There is a difference here. If Parliament is to discuss these matters properly, it needs to know at the very earliest opportunity whether there are going to be reservations or interpretive declarations. The best object lesson in that regard was the treaty that I mentioned earlier, the UN convention on the rights of people with disabilities. We had to do an awful lot of work on the issues involved in that, but it was only when we saw the explanatory memorandum that we knew that there were problems in the first place. Without an explanatory memorandum, the House, or a Select Committee, could discuss a matter in the abstract without knowing what problems could arise. That would be a waste of time.

I hope that my hon. Friend the Minister will think again on this amendment. I am pretty sure that my colleagues on the Committee in the other place will bring it back, so he will have time to think about it.

Mr. Cash: Does the hon. Gentleman accept that the amendment could include another type of reservation-one that covers the ratification of European treaties? Many of us consider a reservation requiring a referendum to be held to ensure that a matter such as the Lisbon treaty would have been properly discussed by the British people to be absolutely crucial.
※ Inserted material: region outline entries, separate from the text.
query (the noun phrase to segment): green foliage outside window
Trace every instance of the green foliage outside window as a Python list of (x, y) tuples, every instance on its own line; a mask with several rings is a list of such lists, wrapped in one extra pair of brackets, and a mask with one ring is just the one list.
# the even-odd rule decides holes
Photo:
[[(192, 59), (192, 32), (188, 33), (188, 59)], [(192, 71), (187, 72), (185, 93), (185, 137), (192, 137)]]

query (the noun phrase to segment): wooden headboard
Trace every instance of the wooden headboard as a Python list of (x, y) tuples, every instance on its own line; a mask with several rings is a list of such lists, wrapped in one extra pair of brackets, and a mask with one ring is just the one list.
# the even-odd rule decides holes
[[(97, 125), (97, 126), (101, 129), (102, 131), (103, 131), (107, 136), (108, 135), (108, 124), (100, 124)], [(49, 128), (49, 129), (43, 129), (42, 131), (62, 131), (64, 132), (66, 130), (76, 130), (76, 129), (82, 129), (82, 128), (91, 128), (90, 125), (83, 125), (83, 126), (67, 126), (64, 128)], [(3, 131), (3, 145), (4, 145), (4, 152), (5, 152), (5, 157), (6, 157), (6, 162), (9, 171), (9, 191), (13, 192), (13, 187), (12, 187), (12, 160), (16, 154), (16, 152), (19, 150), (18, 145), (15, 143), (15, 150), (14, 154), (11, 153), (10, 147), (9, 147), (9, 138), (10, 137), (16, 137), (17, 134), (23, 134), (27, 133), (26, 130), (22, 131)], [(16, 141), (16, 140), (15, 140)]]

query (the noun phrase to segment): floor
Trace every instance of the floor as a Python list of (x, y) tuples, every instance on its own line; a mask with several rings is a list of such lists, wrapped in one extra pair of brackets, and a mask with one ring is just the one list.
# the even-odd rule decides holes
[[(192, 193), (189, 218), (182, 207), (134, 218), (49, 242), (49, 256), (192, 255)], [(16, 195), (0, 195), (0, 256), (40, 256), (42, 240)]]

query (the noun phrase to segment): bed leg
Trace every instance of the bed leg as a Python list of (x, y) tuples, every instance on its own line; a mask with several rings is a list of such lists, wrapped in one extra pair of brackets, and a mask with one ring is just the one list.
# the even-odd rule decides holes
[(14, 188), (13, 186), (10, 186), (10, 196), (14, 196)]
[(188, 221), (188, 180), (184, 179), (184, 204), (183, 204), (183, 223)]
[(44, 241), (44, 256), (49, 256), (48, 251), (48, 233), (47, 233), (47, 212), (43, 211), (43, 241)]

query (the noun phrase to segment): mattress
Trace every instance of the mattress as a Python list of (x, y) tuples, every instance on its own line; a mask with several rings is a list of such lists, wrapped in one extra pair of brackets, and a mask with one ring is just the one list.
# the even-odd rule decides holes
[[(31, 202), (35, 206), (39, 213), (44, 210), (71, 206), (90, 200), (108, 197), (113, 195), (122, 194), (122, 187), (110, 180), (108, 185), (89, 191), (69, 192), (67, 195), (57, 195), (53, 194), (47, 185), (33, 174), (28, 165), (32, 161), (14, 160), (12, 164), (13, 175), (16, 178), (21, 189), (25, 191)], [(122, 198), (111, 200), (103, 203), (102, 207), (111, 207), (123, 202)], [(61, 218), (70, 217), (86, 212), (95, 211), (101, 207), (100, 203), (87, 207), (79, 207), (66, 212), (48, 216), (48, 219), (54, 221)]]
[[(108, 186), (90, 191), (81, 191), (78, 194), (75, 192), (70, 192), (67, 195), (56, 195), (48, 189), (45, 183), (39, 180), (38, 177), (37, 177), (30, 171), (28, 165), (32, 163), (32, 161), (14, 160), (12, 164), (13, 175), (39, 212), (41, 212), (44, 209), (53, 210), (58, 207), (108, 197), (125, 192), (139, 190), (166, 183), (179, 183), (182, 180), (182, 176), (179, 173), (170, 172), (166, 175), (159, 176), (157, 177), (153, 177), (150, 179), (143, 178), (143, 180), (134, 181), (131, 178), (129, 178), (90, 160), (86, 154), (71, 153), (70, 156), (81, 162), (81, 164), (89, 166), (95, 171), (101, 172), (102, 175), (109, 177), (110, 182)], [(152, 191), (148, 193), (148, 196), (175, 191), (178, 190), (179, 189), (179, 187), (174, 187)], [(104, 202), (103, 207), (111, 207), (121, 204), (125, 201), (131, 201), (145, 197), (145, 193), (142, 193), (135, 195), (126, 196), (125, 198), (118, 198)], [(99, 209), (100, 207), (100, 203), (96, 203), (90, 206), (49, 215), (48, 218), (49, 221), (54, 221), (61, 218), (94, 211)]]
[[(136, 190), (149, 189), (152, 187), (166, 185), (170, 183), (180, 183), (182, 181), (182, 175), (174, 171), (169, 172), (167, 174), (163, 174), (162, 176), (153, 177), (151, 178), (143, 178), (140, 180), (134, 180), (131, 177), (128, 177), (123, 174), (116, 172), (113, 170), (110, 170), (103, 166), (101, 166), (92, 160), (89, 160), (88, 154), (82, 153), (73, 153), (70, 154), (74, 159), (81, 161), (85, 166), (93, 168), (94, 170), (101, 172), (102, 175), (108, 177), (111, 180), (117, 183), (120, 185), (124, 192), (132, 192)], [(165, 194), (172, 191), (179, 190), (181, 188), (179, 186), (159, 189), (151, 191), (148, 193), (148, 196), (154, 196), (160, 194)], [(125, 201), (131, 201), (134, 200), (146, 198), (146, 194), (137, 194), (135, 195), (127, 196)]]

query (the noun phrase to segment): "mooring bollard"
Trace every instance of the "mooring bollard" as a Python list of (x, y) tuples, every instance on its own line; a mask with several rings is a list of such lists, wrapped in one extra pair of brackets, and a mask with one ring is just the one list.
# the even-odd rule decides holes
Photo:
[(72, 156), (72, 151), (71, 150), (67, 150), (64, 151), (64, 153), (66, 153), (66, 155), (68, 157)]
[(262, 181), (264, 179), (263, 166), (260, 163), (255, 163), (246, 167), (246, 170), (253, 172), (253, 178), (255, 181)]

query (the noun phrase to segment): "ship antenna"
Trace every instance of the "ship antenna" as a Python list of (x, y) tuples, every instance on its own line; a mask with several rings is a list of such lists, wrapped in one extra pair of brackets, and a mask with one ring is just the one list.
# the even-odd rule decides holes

Mr. Dismore: The hon. Gentleman wants to take me down a rather different byway. His own amendments will be debated soon, so I shall hold my tongue on the point that he raises, as I think that it is something of a distraction from what we are trying to achieve with the amendment before us. As I said, I do not propose to press that amendment to a Division, so I beg to ask leave to withdraw it.

Amendment, by leave, withdrawn.

David Howarth: I beg to move amendment 1, page 12, leave out lines 41 and 42 and insert-

'(c) both Houses of Parliament have resolved that the treaty should be ratified.'.

The Temporary Chairman: With this it will be convenient to discuss the following:

Amendment 2, page 13, line 1, leave out subsection (2).

Amendment 3, page 13, line 3, leave out subsection (3).

Amendment 4, page 13, line 5, leave out subsection (4).

Amendment 5, page 13, line 11, leave out subsection (5).